É então que Em Chamas verdadeiramente pega fogo: entre tributos insurretos e levantes populares, o filme, construído desde os primeiros minutos como uma arrojada bomba-relógio, assume de vez um espírito revolucionário que não é mais largado até o último instante da projeção. Com o aumento orçamentário robusto, Lawrence permite-se idealizar uma cenografia bem mais vistosa e sequências de ação mais empolgantes, sem nunca deixar de empregar a riqueza visual e técnica do filme em favor da história. A praticamente todos os personagens, novos ou velhos, é dada a oportunidade de crescer e aparecer, permitindo que todos os componentes do elenco fabuloso mostrem a que vieram. Calouros como Sam Claflin e Jena Malone são instantaneamente magnéticos, e nomes de peso como Elizabeth Banks e Stanley Tucci revelam-se capazes de levar seus personagens além da caricatura a que antes eram limitados; Philip Seymour Hoffman se sai impecável como de costume no papel do ambíguo idealizador do evento, emprestando, junto a veteranos como Jeffrey Wright e Amanda Plummer, uma gravitas de valor incalculável ao todo. Os já antes elogiáveis Woody Harrelson e Josh Hutcherson entregam performances ainda mais realizadas — no caso de Hutcherson, a composição é especialmente fascinante por evidenciar o crescimento deste como ator desde que despontou. Até mesmo Liam Hemsworth faz o que pode, saindo-se razoavelmente bem apesar de ser, sem dúvida, o mais limitado ator em cena. Todo esse esforço conjunto contribui para que este seja o filme a estabelecer Panem como um mundo tridimensional e inebriante, tornando ainda mais contundentes as reflexões que o longa propõe.
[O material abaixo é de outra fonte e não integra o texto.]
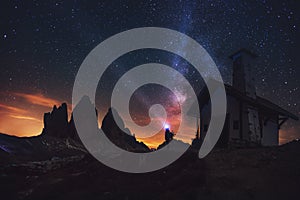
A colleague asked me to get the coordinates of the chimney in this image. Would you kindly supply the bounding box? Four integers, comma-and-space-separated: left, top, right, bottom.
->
229, 48, 258, 98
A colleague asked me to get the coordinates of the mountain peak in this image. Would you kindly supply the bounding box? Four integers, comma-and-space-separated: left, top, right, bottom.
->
42, 103, 68, 138
101, 107, 149, 152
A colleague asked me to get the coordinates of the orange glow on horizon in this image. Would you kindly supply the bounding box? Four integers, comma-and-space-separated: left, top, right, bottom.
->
1, 92, 299, 149
0, 92, 70, 137
279, 126, 300, 145
0, 91, 191, 149
0, 115, 43, 137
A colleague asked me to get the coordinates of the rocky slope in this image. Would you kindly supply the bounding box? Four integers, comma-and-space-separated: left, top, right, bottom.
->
0, 140, 299, 200
0, 96, 299, 199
Aí, por sinal, encontra-se a força principal não só de Em Chamas, mas também, ao que parece, de toda esta surpreendente cinessérie: aqui, jamais o que se vê na tela é liso; toda interação, em grande ou pequena escala, dá margem para diversas interpretações em torno dos temas onipresentes de opressão sistemática, alienação, sadismo cultural e desigualdade. O que não significa que o filme não tenha foco — neste segundo capítulo, a jornada pessoal de Katniss, sempre à vista por mais intricado que seja seu entorno, traz à tona duas questões centrais — os deveres pessoais nas revoluções e o papel da mídia e da cultura popular nas relações de poder — que Lawrence, juntamente com os roteiristas Simon Beaufoy e Michael Arndt (ambos vencedores do Oscar), dá conta de explorar para efeito máximo, traçando muitos paralelos oportunos com a sociedade humana contemporânea. O resultado é que o embate entre Katniss e o Presidente Snow, traduzido perfeitamente nas atuações arrebatadoras de Jennifer Lawrence e Donald Sutherland, vai muito além de um conflito "mocinha vs. vilão", e acaba por ser um dos confrontos mais instigantes do cinema popular recente. Em Chamas, é, portanto, uma "aventura para jovens" que supera qualquer estigma, o que fica especialmente claro ao analisarmos, por exemplo, o relativamente desinteressante triângulo amoroso central, em que todos os componentes têm conflitos e motivações que extrapolam suas buscas românticas. Sim, é uma produção de inegáveis pretensões monetárias — mas, num meio em que a Saga Crepúsculo é considerada um modelo de sucesso, já é bem mais do que estamos acostumados a antecipar. Que venha logo A Esperança.